Dans Témoin de la nuit, la petite fille, pour plaire à ses parents, fait semblant d'être un garçon. Simran, l'héroïne, se comporte comme un homme. Comme si le moyen le plus sûr de survivre pour une fille dans cette société était d'imiter la gent masculine. "Je ne dis pas que c'est ce qu'il faut faire, et l'héroïne est aussi fragile, mais je voulais une femme libérée, positive et capable d'affronter toutes les situations, pour montrer que chacun peut faire ce choix et l'assumer." Simran mène sa vie comme elle l'entend, sans pleurer sur ce qu'elle n'a pas. Elle revient dans le troisième roman de Kishwar Desai, une fiction qui a précédé la réalité, puisque parue en Inde avant les affaires de viols qui ont ému le monde entier. Il paraîtra dans sa traduction française en mars 2015.

Kishwar Desai a beau en faire des romans, elle ne plaisante pas avec les traitements infligés aux femmes.

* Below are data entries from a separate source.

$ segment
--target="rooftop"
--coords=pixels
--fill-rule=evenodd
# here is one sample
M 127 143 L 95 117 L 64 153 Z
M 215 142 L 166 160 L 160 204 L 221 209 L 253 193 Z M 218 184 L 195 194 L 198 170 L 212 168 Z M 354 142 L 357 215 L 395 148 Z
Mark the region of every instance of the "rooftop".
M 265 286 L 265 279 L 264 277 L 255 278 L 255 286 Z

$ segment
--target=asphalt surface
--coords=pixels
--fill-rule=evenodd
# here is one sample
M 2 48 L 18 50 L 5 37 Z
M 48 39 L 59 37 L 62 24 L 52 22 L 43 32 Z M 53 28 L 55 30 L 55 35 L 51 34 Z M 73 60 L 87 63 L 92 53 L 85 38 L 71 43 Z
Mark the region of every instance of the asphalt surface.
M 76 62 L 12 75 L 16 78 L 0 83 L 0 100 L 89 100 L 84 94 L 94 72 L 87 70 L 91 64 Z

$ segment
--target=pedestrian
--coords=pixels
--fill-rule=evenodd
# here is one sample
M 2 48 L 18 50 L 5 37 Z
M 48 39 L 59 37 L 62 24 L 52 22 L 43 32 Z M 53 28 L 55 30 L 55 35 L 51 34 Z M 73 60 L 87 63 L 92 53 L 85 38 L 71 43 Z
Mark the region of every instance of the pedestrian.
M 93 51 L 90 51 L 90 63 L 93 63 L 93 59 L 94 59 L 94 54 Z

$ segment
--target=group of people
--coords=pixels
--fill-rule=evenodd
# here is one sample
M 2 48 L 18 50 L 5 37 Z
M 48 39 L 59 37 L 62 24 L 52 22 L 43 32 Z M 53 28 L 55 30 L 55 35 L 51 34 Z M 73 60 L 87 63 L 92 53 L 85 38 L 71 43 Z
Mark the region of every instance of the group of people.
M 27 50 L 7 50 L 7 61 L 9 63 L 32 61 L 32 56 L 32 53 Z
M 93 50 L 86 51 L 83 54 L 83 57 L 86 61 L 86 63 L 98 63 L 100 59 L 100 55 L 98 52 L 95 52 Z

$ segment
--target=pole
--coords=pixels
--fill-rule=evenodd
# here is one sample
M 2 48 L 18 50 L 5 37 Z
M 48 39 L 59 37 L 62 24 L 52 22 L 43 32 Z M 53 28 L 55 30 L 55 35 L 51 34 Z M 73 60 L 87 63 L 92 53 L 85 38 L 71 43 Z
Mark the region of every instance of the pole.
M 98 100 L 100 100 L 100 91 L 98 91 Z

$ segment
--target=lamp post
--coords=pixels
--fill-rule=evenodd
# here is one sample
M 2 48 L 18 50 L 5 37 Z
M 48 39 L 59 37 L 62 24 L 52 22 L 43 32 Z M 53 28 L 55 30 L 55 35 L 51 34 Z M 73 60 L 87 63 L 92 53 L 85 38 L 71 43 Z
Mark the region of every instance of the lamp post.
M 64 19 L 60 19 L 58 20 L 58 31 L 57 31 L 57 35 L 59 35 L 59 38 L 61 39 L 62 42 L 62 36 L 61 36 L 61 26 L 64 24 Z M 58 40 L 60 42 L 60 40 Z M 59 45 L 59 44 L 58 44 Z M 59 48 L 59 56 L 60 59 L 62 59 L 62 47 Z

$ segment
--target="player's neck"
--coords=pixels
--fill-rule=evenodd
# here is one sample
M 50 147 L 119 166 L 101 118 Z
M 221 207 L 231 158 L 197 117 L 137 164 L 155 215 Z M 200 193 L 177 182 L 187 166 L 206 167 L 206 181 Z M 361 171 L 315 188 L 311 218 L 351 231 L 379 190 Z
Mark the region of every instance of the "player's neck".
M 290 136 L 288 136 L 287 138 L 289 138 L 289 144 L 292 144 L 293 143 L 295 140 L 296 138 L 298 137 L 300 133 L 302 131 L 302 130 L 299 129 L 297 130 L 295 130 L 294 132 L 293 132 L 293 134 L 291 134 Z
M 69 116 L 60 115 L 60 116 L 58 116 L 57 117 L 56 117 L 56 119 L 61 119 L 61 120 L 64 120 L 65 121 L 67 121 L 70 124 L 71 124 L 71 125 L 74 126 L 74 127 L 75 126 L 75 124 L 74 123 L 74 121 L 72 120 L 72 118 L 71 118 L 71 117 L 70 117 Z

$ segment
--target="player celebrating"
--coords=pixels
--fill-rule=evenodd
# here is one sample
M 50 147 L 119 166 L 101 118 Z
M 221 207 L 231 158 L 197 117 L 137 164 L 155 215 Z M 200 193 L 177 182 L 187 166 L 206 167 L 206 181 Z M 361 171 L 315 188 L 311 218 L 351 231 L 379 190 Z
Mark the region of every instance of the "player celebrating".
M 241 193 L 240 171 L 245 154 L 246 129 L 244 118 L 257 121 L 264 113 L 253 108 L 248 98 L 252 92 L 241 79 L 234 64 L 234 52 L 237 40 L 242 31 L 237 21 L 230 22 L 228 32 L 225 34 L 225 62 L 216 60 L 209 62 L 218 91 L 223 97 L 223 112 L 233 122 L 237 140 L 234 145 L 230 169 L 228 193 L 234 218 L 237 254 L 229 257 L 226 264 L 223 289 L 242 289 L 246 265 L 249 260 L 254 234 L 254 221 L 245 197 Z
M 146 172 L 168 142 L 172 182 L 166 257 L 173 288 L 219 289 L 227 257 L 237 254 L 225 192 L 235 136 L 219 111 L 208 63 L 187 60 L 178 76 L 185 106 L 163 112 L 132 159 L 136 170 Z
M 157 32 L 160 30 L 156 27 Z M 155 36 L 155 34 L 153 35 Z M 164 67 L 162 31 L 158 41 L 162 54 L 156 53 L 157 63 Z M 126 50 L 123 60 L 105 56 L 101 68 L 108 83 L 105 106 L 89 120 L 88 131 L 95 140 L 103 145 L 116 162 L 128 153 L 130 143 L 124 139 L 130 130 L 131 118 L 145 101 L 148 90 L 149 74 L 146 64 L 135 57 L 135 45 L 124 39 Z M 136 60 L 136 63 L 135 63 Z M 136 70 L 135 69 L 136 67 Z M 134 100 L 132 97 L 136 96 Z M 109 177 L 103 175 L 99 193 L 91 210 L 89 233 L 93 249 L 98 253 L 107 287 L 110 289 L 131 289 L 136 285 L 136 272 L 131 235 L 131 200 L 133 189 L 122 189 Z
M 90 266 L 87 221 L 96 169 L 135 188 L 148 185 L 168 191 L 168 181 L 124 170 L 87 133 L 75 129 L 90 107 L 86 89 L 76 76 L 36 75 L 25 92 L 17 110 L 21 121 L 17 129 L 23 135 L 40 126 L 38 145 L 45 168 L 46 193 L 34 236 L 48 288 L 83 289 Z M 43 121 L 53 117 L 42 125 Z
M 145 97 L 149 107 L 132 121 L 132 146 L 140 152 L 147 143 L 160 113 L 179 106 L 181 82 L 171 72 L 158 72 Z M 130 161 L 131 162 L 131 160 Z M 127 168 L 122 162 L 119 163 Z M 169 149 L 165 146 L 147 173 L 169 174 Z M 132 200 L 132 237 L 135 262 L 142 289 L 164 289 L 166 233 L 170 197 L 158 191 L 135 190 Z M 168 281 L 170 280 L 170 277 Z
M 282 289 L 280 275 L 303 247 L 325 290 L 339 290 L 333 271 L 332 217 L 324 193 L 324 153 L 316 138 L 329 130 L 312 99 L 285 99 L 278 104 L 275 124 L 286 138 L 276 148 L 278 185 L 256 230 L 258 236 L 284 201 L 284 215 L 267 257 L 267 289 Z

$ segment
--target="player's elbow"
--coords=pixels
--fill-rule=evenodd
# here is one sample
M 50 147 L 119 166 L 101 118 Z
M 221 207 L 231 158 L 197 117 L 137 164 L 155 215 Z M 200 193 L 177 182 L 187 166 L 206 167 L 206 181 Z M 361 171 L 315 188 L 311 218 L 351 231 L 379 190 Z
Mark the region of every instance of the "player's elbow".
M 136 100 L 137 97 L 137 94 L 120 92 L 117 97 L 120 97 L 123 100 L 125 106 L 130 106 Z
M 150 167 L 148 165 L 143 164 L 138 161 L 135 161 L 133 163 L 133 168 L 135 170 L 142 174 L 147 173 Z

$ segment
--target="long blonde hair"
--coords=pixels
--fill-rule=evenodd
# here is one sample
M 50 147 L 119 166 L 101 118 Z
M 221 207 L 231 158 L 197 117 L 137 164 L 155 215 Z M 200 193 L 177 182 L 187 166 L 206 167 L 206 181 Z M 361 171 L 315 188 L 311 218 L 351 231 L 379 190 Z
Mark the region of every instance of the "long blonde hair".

Voici quelques semaines de cela, le photographe indien Raj Shetye publiait une série de mode jouant avec l'idée du viol collectif qui avait coûté la vie à une jeune fille à Dehli, en 2012. Rien que d'y penser, elle s'étrangle : "Réduire un événement qui a bouleversé le monde entier à une photo de mode ? Je suis écoeurée à la pensée de cette pauvre fille, qui en est morte tuée. Cet homme devrait se faire soigner !"
 
Témoin de la nuit, le premier roman de Kishwar Desai aborde crument l'infanticide des filles en Inde. Traduit en plus de 25 langues, il a reçu plusieurs récompenses, dont le prestigieux Prix Costa du meilleur premier roman en 2010. Il a été publié en France aux Editions de l'Aube en 2013.

Son deuxième polar, Les origines de l'amour, traite de la gestation pour autrui (GPA). Salué par la critique dans les pays anglo-saxons, il a été publié en France en 2014.

Son dernier roman, La mer d'innocence, paru en Inde en 2014, aborde le problème du viol. Les Editions de l'Aube annoncent sa publication en France pour le printemps 2015.